That depends on how it is set up. It depends on how valuable the information stored on it is, and thus, how determined and ruthless your potential attackers are likely to be. Give me physical control of the box, physical control of you, and a pair of pliers, and I'll be on as root in less than twenty minutes, I expect. And there are plenty of installations out there where this is a very real risk - don't underestimate the utility of access control for protecting you and the system. There's not much point in breaking your fingers to get your password if I still can't get at the machine once I have it.
"It depends on how valuable the information stored on it is, and thus, how determined and ruthless your potential attackers are likely to be. Give me physical control of the box, physical control of you, and a pair of pliers, and I'll be on as root in less than twenty minutes, I expect. And there are plenty of installations out there where this is a very real risk - don't underestimate the utility of access control for protecting you and the system."

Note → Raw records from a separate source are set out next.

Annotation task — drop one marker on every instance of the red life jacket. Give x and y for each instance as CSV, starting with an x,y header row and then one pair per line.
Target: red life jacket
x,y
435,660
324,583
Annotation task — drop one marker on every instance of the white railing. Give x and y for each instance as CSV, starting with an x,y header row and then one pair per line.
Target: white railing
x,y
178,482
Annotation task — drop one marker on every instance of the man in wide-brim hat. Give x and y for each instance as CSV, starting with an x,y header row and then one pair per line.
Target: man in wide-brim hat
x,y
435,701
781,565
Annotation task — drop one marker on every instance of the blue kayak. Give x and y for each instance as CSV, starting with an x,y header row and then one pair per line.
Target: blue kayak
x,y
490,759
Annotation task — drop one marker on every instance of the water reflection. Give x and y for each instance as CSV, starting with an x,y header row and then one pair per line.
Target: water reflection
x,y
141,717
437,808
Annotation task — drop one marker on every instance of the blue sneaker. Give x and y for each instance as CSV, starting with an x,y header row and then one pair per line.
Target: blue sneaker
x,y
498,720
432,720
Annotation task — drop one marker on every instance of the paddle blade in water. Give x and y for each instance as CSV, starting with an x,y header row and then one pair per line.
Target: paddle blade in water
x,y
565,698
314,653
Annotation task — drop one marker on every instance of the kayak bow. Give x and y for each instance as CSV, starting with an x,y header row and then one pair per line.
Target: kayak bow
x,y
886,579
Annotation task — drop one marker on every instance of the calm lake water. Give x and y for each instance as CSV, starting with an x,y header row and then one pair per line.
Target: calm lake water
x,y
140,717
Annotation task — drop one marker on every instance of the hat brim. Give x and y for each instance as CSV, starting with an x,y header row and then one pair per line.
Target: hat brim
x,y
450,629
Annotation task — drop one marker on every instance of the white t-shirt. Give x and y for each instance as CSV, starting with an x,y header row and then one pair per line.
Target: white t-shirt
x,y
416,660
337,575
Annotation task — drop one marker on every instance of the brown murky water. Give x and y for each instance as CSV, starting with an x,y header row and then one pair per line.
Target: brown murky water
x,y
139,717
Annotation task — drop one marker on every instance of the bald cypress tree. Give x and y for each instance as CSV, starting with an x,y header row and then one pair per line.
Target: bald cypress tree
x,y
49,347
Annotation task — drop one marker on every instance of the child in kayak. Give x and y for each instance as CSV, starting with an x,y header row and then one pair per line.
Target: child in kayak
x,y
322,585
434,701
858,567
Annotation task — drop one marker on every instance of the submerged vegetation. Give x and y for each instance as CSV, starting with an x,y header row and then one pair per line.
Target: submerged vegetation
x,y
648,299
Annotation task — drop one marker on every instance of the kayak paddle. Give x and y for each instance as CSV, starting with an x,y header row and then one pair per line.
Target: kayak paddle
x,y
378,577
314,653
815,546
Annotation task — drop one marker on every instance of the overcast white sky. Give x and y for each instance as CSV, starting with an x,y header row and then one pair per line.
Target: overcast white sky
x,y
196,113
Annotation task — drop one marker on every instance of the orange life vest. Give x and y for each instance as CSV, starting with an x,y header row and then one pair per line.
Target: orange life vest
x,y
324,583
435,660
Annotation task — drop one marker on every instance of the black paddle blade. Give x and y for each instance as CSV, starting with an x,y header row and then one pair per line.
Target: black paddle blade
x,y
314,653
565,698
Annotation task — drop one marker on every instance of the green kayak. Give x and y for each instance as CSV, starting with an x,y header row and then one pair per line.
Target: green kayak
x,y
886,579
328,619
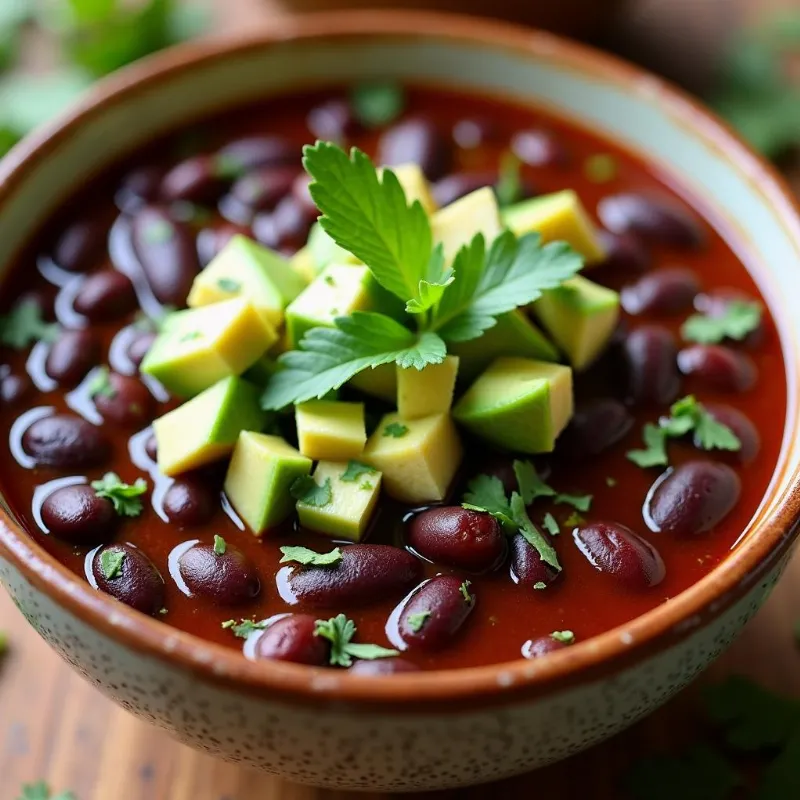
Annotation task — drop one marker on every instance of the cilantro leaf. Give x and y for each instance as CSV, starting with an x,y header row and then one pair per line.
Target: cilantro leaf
x,y
339,631
307,557
514,273
329,357
354,470
124,496
739,318
23,326
306,490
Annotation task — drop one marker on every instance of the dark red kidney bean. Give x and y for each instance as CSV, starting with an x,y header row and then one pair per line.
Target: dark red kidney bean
x,y
692,498
292,638
138,584
668,291
624,252
127,402
539,149
457,537
367,573
166,251
657,220
447,608
415,141
651,359
242,155
80,245
527,565
77,515
620,553
105,296
71,356
66,441
746,432
718,367
188,502
332,121
595,426
228,579
544,645
383,666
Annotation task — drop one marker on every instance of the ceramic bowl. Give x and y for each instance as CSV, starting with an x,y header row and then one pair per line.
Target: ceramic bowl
x,y
439,729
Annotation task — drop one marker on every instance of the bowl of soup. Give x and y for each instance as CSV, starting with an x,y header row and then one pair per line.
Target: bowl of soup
x,y
394,402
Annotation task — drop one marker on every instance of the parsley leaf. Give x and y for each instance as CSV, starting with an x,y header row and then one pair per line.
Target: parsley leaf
x,y
329,357
514,273
739,318
124,496
339,631
24,325
354,470
306,490
307,557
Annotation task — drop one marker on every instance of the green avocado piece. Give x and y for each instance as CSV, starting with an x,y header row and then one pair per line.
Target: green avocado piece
x,y
580,316
512,335
518,404
205,428
260,475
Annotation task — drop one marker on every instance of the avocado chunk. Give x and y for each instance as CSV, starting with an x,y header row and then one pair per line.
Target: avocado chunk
x,y
557,217
513,334
200,346
418,457
580,316
352,503
330,430
518,404
423,392
260,475
243,268
205,428
456,225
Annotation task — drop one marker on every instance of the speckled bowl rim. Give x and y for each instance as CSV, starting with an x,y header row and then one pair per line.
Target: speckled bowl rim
x,y
446,690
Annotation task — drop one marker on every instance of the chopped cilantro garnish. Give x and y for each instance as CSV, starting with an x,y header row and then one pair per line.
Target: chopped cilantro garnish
x,y
124,496
307,557
354,470
306,490
339,631
739,318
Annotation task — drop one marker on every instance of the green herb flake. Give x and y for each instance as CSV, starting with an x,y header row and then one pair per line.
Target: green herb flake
x,y
124,496
417,621
395,429
306,490
307,557
339,631
355,470
111,562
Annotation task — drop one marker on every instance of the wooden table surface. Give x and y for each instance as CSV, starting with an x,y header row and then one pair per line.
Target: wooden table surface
x,y
55,727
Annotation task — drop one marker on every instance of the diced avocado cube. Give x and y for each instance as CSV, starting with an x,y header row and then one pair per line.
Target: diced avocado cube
x,y
247,269
348,513
518,404
205,428
380,382
421,393
557,217
260,475
330,430
418,457
200,346
513,334
456,225
580,316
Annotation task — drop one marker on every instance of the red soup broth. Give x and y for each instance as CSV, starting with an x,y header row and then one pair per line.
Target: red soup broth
x,y
473,133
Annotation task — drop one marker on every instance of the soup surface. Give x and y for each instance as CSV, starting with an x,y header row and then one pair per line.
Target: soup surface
x,y
627,536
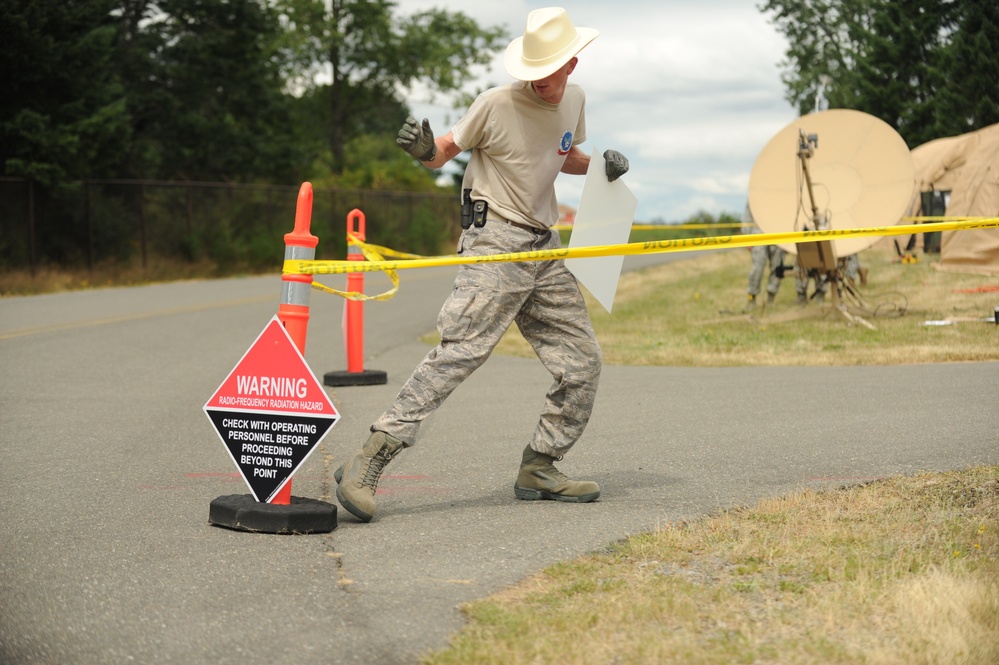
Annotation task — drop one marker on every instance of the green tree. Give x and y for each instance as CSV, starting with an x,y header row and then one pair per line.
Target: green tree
x,y
211,94
926,67
969,97
63,113
366,54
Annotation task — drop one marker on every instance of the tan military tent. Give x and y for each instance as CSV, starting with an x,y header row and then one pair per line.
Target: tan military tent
x,y
962,173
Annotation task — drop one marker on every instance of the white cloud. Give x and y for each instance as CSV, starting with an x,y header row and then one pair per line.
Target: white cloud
x,y
688,90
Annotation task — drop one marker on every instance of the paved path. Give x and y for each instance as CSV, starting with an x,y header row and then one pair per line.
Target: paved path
x,y
109,466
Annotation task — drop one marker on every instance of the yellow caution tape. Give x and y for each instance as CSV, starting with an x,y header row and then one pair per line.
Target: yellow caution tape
x,y
377,263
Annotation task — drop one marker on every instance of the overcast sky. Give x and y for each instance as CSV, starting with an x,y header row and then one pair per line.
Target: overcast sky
x,y
688,90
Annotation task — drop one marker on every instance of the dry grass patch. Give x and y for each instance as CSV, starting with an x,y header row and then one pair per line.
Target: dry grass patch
x,y
898,571
691,313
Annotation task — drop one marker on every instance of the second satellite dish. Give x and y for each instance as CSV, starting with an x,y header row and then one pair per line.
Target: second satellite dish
x,y
861,172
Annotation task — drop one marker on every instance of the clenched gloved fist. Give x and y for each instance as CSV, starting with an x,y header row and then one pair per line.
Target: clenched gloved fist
x,y
617,165
417,140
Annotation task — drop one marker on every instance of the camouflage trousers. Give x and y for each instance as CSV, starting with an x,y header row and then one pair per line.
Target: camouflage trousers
x,y
544,301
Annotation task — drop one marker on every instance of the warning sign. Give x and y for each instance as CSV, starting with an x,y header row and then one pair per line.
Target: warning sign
x,y
271,412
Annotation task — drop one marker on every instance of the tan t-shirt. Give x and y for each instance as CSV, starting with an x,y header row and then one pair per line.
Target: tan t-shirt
x,y
519,143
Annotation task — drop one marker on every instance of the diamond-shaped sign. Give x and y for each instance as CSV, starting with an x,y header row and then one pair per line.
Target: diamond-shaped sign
x,y
271,412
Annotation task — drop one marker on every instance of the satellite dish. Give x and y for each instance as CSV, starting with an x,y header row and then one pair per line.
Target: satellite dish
x,y
861,174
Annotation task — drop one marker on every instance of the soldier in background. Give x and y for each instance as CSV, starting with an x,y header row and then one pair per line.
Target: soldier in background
x,y
762,255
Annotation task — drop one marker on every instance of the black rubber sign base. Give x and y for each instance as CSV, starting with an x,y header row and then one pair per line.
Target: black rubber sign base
x,y
244,513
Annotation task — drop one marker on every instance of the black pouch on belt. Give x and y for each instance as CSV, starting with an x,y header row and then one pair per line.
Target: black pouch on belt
x,y
479,210
466,209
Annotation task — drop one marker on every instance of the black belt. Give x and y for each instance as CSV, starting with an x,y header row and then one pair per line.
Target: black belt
x,y
533,229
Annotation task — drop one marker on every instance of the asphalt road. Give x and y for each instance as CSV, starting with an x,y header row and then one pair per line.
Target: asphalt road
x,y
109,467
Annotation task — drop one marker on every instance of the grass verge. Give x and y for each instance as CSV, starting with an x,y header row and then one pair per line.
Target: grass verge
x,y
902,570
693,313
899,571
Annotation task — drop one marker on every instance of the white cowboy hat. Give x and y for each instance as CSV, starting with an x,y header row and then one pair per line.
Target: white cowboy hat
x,y
550,40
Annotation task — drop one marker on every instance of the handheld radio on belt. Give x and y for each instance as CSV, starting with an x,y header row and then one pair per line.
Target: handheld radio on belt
x,y
473,212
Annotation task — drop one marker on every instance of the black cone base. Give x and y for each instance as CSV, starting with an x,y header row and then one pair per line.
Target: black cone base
x,y
244,513
366,377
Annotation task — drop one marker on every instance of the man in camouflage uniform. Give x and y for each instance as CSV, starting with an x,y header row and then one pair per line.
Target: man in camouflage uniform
x,y
522,136
761,256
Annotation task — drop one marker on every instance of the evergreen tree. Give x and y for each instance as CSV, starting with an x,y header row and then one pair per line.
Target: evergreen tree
x,y
63,113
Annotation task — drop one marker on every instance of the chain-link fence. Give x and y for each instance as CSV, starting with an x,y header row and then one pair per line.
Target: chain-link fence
x,y
235,226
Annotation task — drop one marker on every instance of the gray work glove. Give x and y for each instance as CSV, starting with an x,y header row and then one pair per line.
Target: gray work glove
x,y
417,140
617,165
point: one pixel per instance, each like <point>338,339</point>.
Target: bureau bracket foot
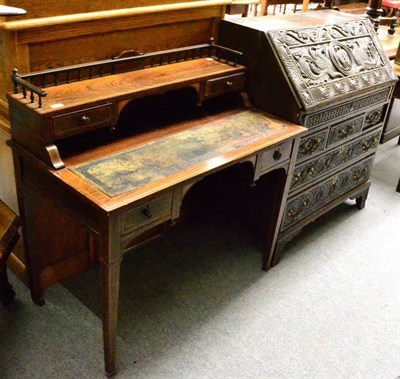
<point>361,198</point>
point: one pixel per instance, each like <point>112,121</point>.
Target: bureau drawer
<point>148,213</point>
<point>344,130</point>
<point>374,117</point>
<point>228,83</point>
<point>273,156</point>
<point>334,159</point>
<point>307,202</point>
<point>342,110</point>
<point>312,143</point>
<point>83,120</point>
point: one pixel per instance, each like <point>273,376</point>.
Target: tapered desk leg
<point>110,263</point>
<point>110,293</point>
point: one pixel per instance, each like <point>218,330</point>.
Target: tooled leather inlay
<point>333,60</point>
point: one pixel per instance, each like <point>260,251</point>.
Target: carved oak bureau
<point>106,152</point>
<point>329,73</point>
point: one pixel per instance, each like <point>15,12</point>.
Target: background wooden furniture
<point>9,225</point>
<point>340,94</point>
<point>243,7</point>
<point>392,125</point>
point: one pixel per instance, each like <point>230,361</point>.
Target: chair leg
<point>7,294</point>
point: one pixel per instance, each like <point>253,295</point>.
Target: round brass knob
<point>277,155</point>
<point>85,119</point>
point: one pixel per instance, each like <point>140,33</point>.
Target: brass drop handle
<point>310,171</point>
<point>360,175</point>
<point>85,119</point>
<point>147,212</point>
<point>277,155</point>
<point>296,177</point>
<point>369,144</point>
<point>346,132</point>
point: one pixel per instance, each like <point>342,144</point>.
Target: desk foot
<point>110,374</point>
<point>7,293</point>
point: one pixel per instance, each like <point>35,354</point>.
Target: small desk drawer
<point>273,156</point>
<point>148,213</point>
<point>228,83</point>
<point>83,120</point>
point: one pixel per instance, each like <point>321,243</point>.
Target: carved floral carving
<point>328,61</point>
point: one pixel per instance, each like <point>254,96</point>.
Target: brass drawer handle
<point>277,155</point>
<point>346,132</point>
<point>310,145</point>
<point>147,212</point>
<point>360,175</point>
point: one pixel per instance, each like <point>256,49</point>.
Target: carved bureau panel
<point>343,110</point>
<point>330,74</point>
<point>312,143</point>
<point>307,202</point>
<point>314,169</point>
<point>345,130</point>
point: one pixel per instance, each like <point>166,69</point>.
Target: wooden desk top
<point>231,140</point>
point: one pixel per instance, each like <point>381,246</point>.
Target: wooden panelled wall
<point>56,33</point>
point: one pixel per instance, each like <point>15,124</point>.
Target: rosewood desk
<point>87,194</point>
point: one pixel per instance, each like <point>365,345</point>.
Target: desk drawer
<point>273,156</point>
<point>228,83</point>
<point>83,120</point>
<point>148,213</point>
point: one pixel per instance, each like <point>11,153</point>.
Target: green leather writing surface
<point>127,170</point>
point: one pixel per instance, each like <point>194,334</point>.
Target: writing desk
<point>85,202</point>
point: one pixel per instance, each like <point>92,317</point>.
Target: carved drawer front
<point>342,110</point>
<point>228,83</point>
<point>314,169</point>
<point>148,213</point>
<point>313,143</point>
<point>374,117</point>
<point>345,130</point>
<point>72,123</point>
<point>275,155</point>
<point>323,193</point>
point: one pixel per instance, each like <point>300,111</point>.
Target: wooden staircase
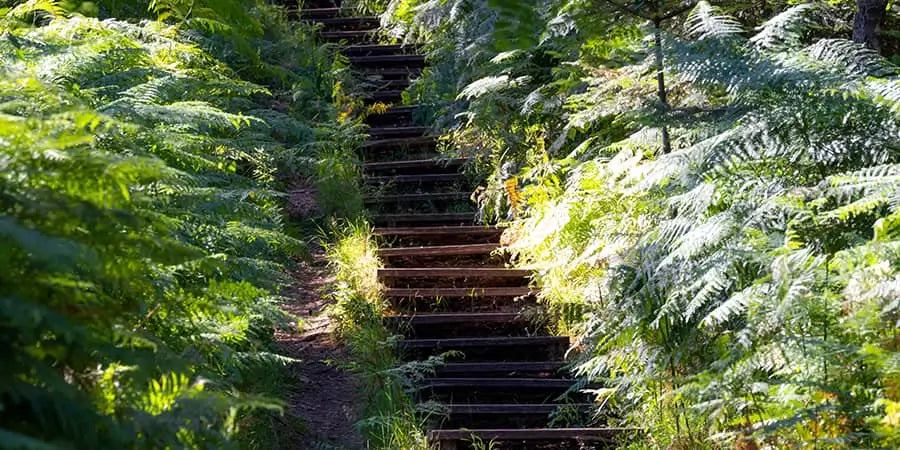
<point>449,288</point>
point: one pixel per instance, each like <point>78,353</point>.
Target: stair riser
<point>466,330</point>
<point>549,352</point>
<point>481,260</point>
<point>453,282</point>
<point>491,395</point>
<point>408,239</point>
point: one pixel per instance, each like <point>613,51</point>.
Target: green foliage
<point>391,419</point>
<point>141,219</point>
<point>741,288</point>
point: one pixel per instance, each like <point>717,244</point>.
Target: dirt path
<point>322,406</point>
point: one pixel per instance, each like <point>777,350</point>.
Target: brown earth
<point>322,398</point>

On some very secure systems, the user is given two passwords. One password is for normal access, and the second password is for "duress" access.
Duress is when a foreign agent is beating the crap out of your wife and baby daughter until you give him a password that accesses all of your information.
Except that while the "duress" password will give said access to most or all of your critical data, it also signals your own team to come swooping in to the rescue.
In the civilian world, something very similar is done with web honeypot servers, which lure crackers in with "real looking" data and help the feds bust them.
Typically, a good honeypot server will have "valid" credit card numbers on it, for instance, but using those numbers will have the feds on you in mere minutes, as they are programmed in to the network to signal that a crime is in progress. Use the credit card number from a honeypot and you **will** get busted.